The Mahmoudabad Training Center is an educational center for training personnel of petroleum industries (about 100,000 persons) and also staffs from other organizations needing special on-the-job and recruitment trainings. The center utilizes different educational organizations as supplier. We conducted the proposed method with the aid of 29 normal observations; the MDs corresponding to all these observations were calculated. Mahalanobis space was defined for all main criteria with the help of the MDs obtained for 29 observations. The data from the 9 abnormal observations were normalized utilizing mean and standard deviation gained from the 29 normal observations. The MDs corresponding to all these observations were estimated for the main criteria. Since the average MD of the abnormal group with the prime set of subcriteria identified was lower than that of all the subcriteria, it would be valid.

There are many orthogonal arrays in Taguchi’s method (David 2001). Commonly, for surveying of significant subcriteria from the main criteria, the orthogonal arrays of L₁₂ (2¹¹), L _s (2⁷), and L₄ (2³) are used for the individual main criterion appropriately. The important set of subcriteria will be assigned to each main criterion accordingly. The weakness of such a method is that we only compare subcriteria which belong to one type of main criterion isolately. However, in this method, the L₃₂ (2²⁷) orthogonal array was utilized for the identification of the prime set of subcriteria with minimum number of subcriteria combinations. Hereby, we have considered the interactions among all criteria as whole. The strength of such a method is considering the whole combinations of subfactors from the main criteria concurrently.

In Tables 3, 4, 5, 6, and 7, ‘1’ (or level 1) represents inclusion of the subcriterion and ‘2’ (or level 2) the exclusion of the subcriterion. An average S/N ratio was obtained for each subcriterion at levels 1 and 2. Subsequently, gain in S/N ratio was calculated by the difference between the average S/N ratio value at level 1 and level 2 (Tables 3, 4, 5, 6, and 7).

Table 3 Average response for the larger-the-better S/N ratio (human resource)

Table 4 Average response for the larger-the-better S/N ratio (equipment)

Table 5 Average response for the larger-the-better S/N ratio (market)
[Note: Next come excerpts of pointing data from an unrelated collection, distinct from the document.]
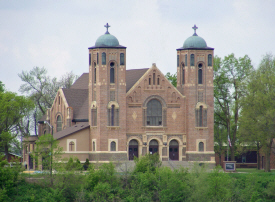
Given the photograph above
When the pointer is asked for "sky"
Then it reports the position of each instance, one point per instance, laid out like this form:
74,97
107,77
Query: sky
57,34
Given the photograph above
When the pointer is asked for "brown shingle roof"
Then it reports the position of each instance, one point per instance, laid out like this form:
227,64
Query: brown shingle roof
78,100
132,76
82,82
70,130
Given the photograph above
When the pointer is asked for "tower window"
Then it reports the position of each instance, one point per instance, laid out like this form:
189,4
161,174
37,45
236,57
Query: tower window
192,59
200,74
113,146
94,72
58,123
112,72
201,146
209,60
186,59
103,58
71,146
154,113
183,74
122,59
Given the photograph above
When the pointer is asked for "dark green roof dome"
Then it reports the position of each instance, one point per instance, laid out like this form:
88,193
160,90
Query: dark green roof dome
194,41
106,40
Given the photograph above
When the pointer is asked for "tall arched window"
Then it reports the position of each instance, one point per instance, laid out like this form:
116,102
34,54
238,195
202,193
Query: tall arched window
58,124
113,115
209,60
122,59
113,146
200,116
192,60
154,113
186,59
201,146
200,74
112,72
183,74
103,58
71,146
94,72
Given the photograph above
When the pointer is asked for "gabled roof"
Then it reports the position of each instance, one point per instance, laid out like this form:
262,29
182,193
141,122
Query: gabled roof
71,130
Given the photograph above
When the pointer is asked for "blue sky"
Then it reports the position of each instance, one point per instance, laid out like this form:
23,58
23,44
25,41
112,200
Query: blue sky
56,34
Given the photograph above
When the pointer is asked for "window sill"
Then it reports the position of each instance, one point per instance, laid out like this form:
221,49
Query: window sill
201,128
113,127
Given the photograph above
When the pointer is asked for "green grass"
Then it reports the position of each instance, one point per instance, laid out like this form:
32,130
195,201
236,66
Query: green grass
251,170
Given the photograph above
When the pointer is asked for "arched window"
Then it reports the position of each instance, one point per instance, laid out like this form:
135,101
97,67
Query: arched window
113,115
201,146
94,72
58,124
103,58
186,59
200,74
200,116
122,59
192,59
112,72
93,146
209,60
154,113
113,146
183,74
71,146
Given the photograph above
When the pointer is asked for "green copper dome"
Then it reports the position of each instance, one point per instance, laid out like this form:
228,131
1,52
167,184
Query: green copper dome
106,40
194,41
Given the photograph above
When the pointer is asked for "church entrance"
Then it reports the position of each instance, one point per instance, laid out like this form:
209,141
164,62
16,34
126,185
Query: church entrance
133,149
174,150
153,147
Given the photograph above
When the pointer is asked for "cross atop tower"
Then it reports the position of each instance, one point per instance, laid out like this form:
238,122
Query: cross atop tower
194,28
107,26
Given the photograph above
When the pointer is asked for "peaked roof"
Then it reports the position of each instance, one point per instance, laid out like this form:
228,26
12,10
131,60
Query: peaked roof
71,130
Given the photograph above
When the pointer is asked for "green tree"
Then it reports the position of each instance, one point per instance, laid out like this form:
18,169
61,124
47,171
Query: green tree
48,152
13,108
258,113
230,79
172,78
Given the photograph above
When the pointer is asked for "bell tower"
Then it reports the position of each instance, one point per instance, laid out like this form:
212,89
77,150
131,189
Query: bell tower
195,81
107,98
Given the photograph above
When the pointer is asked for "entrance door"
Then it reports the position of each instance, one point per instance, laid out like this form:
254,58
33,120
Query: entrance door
30,162
153,147
174,150
133,149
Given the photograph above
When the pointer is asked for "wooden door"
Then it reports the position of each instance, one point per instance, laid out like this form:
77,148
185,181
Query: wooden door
174,150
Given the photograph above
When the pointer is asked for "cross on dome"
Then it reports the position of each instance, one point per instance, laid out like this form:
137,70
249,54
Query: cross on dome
107,26
194,28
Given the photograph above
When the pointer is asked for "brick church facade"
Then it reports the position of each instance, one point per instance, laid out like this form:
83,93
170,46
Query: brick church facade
114,114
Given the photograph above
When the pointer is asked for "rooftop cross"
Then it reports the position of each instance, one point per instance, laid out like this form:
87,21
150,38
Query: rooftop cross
194,28
107,26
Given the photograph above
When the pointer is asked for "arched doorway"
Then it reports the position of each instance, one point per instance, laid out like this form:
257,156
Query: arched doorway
153,147
133,149
174,150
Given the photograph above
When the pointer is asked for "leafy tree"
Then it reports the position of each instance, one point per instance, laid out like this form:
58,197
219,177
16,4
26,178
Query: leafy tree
258,114
48,152
230,79
172,78
13,108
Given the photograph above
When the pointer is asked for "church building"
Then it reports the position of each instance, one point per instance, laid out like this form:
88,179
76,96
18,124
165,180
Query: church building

Table 6 Average response for the larger-the-better S/N ratio (supply chain)

Table 7 Average response for the larger-the-better S/N ratio (rules)

From Table 3, it is clear that in the main criteria human resource, the seven subcriteria such as h₄, h₅, h₆, h₇, h₈, h₉, and h₁₀ have positive gains. That means these subcriteria have higher average responses when they are part of the system (level 1). Hence, these subcriteria were considered to be useful for the confirmation run. A similar interpretation was true for the rest of the main criteria in Tables 4 and 7.

The obtained results from Tables 3, 4, 5, 6, and 7 show the subcriteria which are significant and more effective in formulating strategy as mentioned in Table 1. Based on the samples taken, it can be stated that the subcriteria relating to human resource, supply chain, and market as main criteria have more influences and should be considered more closely in strategy formulation.

Conclusion

A simple-to-use MTS-based decision tool that assists in the selection of significant criteria which will be useful for the identification of suitable educational institutions has been developed. One can use the MTS-based tool in the education system without much knowledge of statistics. If the discrimination is performed alone by an individual criterion, it may produce a misleading result. The proposed MTS decision tool combines all criteria into an MD index with consideration of the correlation among all criteria. The advantage of this method compared to other methods such as SWOT is that it considers not only the whole factors in environmental scanning but also the interaction among factors by using orthogonal array analysis. The proposed decision tool can be easily adapted to other closely related industries such as tourism, agriculture, and environmental engineering.